July 04, 2015 09:45 IST

Bloomberg estimates revenue at Rs 25,328 crore, up 4.6per cent sequentially and EBITDA margin of 27.2per cent

Tata Consultancy Services (TCS) is likely to march ahead of its peers in terms of sequential dollar revenue growth in the June 2015 quarter. Its dollar revenues are expected to grow 4per cent sequentially to $4,057 million versus 1-3per cent growth estimated for peers such as Infosys, Wipro and HCL Technologies.

This assumes importance because TCS' dollar revenue growth has been falling short of expectations in the recent quarters and was the key reason for the stock's fall the day after announcement of March 2015 quarter results.

As per Bloomberg consensus, TCS is likely to post revenues of Rs 25,328 crore (Rs 253.28 billion), up 4.6per cent sequentially and EBITDA margin of 27.2per cent, a decline of 198 basis points over the March'15 quarter.

Healthy traction in revenues from manufacturing, retail, and banking and financial services verticals will be a key catalyst for revenue growth in the quarter. Favourable cross-currency and good ramp up in digitial segment is also expected to aid top-line.

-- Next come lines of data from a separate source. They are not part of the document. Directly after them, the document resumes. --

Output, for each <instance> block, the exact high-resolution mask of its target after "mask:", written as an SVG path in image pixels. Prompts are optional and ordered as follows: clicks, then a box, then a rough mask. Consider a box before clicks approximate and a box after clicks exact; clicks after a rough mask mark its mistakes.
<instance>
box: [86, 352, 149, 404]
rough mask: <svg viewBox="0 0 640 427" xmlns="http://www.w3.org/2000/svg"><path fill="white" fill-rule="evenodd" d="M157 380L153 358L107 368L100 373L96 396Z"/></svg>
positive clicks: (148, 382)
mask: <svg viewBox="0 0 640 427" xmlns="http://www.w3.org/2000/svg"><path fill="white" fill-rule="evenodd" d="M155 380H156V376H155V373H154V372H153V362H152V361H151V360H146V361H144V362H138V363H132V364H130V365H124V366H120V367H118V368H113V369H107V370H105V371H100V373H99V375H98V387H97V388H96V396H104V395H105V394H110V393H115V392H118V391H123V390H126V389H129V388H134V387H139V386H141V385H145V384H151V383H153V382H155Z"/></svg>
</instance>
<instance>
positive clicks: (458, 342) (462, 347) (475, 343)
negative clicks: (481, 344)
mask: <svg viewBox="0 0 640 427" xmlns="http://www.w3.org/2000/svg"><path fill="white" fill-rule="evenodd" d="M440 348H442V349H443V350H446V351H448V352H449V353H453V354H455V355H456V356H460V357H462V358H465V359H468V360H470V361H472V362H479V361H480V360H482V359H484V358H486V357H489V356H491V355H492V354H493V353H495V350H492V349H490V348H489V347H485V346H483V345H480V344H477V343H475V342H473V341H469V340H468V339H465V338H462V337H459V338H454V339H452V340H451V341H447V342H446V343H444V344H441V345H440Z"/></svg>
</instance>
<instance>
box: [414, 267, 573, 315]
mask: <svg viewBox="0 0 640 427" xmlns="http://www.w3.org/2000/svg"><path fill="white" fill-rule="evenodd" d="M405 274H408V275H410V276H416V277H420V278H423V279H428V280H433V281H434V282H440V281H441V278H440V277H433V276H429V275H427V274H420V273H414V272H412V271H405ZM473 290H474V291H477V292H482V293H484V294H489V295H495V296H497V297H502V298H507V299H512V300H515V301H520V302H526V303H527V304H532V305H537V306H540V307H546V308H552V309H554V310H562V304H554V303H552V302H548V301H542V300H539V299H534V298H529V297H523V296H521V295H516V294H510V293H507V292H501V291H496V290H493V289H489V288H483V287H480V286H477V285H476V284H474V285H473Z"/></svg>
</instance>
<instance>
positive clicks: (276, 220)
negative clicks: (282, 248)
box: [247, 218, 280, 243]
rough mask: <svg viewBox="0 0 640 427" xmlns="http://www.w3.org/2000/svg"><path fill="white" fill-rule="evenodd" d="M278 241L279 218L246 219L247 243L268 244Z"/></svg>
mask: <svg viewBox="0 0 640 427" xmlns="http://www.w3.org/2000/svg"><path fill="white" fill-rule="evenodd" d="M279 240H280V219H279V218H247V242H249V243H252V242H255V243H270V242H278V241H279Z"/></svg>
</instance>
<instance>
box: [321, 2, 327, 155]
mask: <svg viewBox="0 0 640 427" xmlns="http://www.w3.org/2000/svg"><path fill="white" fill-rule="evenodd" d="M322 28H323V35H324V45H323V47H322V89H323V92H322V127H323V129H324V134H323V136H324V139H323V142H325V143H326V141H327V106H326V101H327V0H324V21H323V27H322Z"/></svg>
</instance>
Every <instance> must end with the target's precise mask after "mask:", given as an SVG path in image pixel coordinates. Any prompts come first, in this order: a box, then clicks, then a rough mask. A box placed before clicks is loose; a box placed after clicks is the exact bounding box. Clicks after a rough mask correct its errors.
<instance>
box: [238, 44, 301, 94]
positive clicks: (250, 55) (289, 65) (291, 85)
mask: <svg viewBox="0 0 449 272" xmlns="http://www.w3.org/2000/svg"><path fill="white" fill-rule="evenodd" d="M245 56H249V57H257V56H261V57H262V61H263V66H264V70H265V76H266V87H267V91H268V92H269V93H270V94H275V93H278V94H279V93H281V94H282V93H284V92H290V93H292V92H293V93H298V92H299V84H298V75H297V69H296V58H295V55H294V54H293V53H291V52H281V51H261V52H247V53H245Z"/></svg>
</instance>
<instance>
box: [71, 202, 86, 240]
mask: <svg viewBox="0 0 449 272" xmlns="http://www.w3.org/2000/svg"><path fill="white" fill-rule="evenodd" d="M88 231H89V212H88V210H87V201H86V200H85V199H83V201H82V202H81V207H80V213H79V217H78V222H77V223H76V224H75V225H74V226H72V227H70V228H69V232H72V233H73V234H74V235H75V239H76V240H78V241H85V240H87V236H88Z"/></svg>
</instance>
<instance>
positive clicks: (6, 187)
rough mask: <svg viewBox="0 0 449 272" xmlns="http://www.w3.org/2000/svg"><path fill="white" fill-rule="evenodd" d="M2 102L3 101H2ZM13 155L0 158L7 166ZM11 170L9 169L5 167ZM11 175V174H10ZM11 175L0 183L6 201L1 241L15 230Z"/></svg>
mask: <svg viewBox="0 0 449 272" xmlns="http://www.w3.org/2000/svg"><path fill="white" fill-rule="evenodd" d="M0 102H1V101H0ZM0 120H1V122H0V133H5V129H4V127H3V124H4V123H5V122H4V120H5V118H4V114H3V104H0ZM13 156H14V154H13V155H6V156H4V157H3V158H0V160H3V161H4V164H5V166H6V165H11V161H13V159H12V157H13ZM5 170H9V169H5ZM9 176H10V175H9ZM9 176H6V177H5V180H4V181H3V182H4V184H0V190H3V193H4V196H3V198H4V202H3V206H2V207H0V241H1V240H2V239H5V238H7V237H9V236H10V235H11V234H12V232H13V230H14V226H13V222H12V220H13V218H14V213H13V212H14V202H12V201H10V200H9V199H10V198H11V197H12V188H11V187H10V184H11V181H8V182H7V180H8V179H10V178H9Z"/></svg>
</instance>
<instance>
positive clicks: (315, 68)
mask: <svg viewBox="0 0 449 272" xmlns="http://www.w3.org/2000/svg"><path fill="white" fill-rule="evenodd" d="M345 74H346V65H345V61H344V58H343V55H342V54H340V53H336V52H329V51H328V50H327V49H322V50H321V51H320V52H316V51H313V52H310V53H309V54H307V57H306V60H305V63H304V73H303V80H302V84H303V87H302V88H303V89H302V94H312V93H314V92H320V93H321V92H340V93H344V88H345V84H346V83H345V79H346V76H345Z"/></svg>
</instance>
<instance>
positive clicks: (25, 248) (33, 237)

However, telecom and insurance business (particularly Diligenta) are likely to remain under pressure in this quarter as well, believe analysts. Impact of salary hikes and higher visa costs will be partly offset by weak rupee and higher utilisation and restrict EBITDA margin contraction to 198 basis points.

Despite expectations of foreign exchange gain of Rs 250 crore (Rs 2.5 billion) (versus Rs 663 crore (Rs 6.63 billion) in base quarter), earnings are likely to fall in the quarter on the back of weak margins. Net profit is estimated to decline 8.2per cent sequentially to Rs 5,421 crore (Rs 54.21 billion). In order to give a comparable picture of recurring profits, the one-time employee rewards paid by the company in the previous quarter to mark its 10th year of listing, has been excluded.

Apart from the numbers, the street will be keenly watching management commentary around overall demand environment, given the weak commentary by some mid- and large-cap companies. Any positive statements around Diligenta and telecom vertical growth will rub-off favourably on the stock.

Investors would also be seeking details on the measures TCS' is taking to tackle attrition (which has been rising for the past seven quarters) besides details on the future growth driver--the digital business. Given that IT companies typically post stronger growth in the first half of a fiscal year, June 2015 quarter performance is important for the company.

Even though the CNX IT index has underperformed the S&P BSE Sensex in the June quarter, TCS has out-performed its peers. The stock trades at 21 times FY16 estimated earnings, a tad higher than its historical average one-year forward price/earnings ratio of 20 times.

This premium, however, is justified given TCS' consistent financial performance, strong execution skills and well-diversified revenue mix. Analysts believe all these positives renders defensive and resilient qualities to the TCS scrip.